Noting the above here, as it may not be that big a deal. Also noting the
'currently' in bold, as the future could mean something different.
>
> I'd prefer to implement the single-graph model, because both the port
> conservation/exhaustion and QoS-coordination issues are important.
> However, that means solving some of the additional problems. In
> particular...
>
> * Most of the incompatible-transport issues can be solved by moving
> various things from the server translator's "private" structure
> (server_conf_t) into per-connection or per-tenant structures. I've
> already done something similar with the inode table for subvolume
> mounts (#13659 in Gerrit) and it's a pain but it's feasible. We
> might also (eventually) need consider implementing parts of the
> multi-graph model as well to host bricks in the same process even
> when their transports are incompatible.
>
> * For the graph-switch problem, we'll need to introduce some idea of
> sub-graphs or related graphs, so that we can compare and switch only
> the part relevant to a single brick.

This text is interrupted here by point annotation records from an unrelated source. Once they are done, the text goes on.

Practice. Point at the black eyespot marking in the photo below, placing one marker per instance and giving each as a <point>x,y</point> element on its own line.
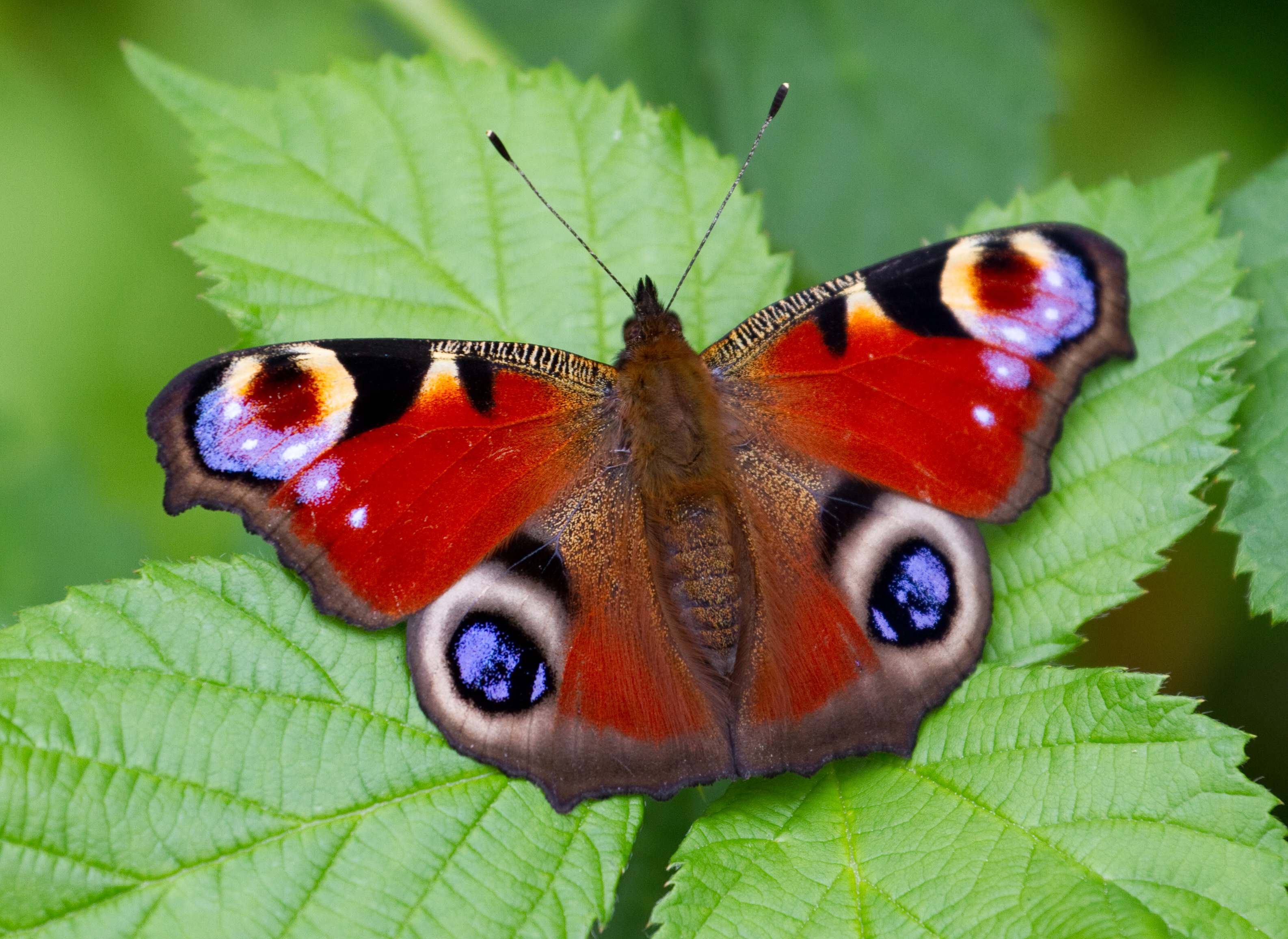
<point>387,376</point>
<point>831,320</point>
<point>841,509</point>
<point>915,597</point>
<point>536,561</point>
<point>907,288</point>
<point>477,376</point>
<point>495,666</point>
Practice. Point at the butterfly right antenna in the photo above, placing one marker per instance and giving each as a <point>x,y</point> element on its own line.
<point>773,110</point>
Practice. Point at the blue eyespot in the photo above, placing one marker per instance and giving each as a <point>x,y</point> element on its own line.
<point>495,666</point>
<point>915,597</point>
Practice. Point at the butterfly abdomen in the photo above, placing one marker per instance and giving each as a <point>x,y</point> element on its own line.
<point>678,435</point>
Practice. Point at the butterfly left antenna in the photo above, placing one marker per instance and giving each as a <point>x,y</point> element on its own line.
<point>773,110</point>
<point>506,155</point>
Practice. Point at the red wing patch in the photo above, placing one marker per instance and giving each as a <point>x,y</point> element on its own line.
<point>939,419</point>
<point>405,509</point>
<point>942,374</point>
<point>383,471</point>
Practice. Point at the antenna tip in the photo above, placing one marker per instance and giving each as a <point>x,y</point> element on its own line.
<point>500,147</point>
<point>778,98</point>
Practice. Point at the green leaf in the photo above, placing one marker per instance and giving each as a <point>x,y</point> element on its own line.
<point>902,115</point>
<point>1258,506</point>
<point>1039,803</point>
<point>1141,436</point>
<point>367,203</point>
<point>200,753</point>
<point>1044,802</point>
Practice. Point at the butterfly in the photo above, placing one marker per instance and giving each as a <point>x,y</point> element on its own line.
<point>686,566</point>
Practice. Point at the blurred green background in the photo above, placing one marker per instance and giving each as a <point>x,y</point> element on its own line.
<point>938,104</point>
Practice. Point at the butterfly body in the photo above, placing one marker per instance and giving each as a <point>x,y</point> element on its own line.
<point>687,566</point>
<point>678,438</point>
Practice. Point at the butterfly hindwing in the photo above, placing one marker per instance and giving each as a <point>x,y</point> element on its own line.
<point>553,660</point>
<point>382,470</point>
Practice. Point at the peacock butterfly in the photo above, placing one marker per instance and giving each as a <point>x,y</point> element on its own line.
<point>686,566</point>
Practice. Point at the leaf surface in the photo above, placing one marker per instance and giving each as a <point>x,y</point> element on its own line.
<point>1258,505</point>
<point>200,753</point>
<point>1039,803</point>
<point>367,203</point>
<point>1045,802</point>
<point>1140,436</point>
<point>902,115</point>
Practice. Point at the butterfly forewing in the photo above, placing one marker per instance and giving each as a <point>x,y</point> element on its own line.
<point>942,374</point>
<point>382,470</point>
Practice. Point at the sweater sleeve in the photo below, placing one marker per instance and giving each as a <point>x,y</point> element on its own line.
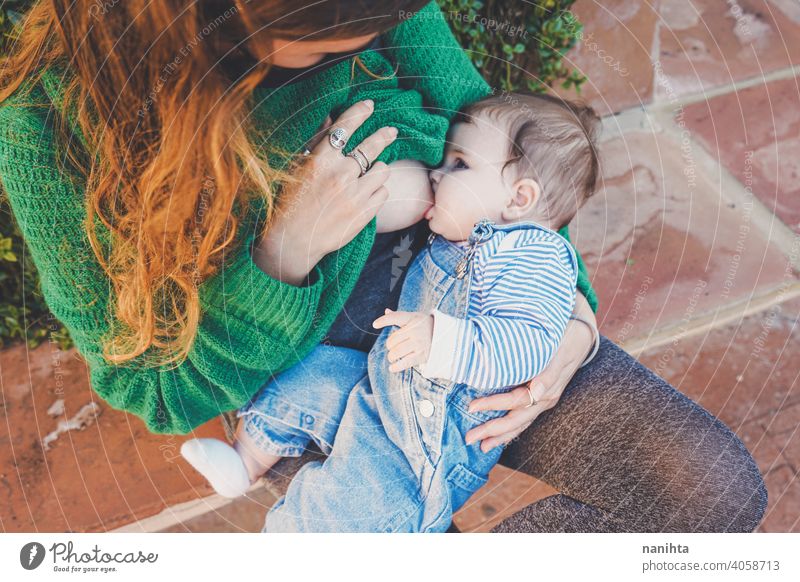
<point>432,62</point>
<point>252,325</point>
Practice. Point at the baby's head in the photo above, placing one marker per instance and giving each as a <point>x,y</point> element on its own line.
<point>513,158</point>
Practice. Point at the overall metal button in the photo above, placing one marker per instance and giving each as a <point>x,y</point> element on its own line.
<point>425,408</point>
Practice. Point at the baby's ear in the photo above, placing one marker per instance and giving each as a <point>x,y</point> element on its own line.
<point>525,195</point>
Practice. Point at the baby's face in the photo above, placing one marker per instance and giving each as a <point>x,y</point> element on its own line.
<point>468,185</point>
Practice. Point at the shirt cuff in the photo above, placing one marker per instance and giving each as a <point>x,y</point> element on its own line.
<point>444,346</point>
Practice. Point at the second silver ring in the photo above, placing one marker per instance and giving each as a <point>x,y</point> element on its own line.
<point>362,160</point>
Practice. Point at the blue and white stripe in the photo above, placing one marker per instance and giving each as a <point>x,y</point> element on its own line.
<point>521,299</point>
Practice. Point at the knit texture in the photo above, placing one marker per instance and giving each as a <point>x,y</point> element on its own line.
<point>252,325</point>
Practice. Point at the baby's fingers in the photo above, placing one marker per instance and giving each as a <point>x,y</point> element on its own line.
<point>398,318</point>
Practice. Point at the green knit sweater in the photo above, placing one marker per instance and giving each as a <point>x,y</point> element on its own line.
<point>252,325</point>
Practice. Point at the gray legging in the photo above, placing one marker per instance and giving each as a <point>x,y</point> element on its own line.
<point>627,451</point>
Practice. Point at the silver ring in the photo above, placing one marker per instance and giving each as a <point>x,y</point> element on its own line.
<point>362,157</point>
<point>361,163</point>
<point>338,137</point>
<point>530,395</point>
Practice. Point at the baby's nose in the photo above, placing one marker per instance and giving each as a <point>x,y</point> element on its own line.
<point>435,175</point>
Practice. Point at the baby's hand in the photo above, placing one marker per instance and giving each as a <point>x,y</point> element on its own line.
<point>411,344</point>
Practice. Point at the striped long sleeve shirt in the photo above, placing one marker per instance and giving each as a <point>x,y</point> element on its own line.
<point>521,298</point>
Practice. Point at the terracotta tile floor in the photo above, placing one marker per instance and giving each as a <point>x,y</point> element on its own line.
<point>692,244</point>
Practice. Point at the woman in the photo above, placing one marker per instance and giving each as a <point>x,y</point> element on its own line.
<point>207,303</point>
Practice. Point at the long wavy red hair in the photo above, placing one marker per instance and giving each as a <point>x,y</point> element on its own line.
<point>174,168</point>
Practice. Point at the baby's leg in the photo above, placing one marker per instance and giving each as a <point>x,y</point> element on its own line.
<point>365,485</point>
<point>301,404</point>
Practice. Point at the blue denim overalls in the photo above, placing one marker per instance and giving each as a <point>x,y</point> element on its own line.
<point>398,462</point>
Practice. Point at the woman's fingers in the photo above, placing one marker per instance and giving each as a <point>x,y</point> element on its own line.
<point>498,426</point>
<point>516,398</point>
<point>321,133</point>
<point>350,120</point>
<point>374,144</point>
<point>401,350</point>
<point>409,361</point>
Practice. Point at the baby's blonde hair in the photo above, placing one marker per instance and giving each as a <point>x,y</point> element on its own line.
<point>550,140</point>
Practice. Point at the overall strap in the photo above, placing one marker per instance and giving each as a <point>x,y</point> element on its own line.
<point>508,242</point>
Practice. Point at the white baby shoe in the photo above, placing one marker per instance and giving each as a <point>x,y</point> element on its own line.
<point>218,462</point>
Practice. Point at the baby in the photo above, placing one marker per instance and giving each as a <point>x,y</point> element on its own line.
<point>483,308</point>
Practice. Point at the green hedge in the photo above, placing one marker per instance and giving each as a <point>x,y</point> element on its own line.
<point>514,44</point>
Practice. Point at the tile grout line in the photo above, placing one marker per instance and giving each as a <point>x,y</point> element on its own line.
<point>712,320</point>
<point>732,190</point>
<point>181,512</point>
<point>789,72</point>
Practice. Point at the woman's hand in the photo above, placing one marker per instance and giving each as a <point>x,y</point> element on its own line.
<point>328,205</point>
<point>546,388</point>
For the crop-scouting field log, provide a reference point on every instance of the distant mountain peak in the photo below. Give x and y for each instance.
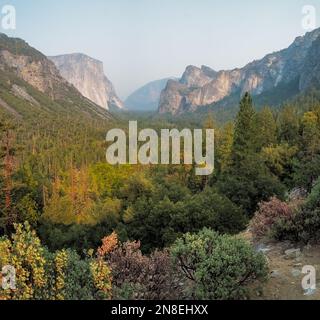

I'd actually like to avoid this
> entirely until we get to GlusterD 2.0, but I'm not sure if we'll be
> able to get away with that.
The sub-graph model seems the best for certain other things, like
preserving the inode and other tables as is by the master xlator. It
does introduce the onus of keeping the inodes (and fd's) current on the
xlators though (watering this down to sub-graph at the sub-brick level
is possible, but that would be 'watering' this concept down). This needs
some more thought, but I do like the direction.
>
> Suggestions, warnings, or other thoughts are welcome.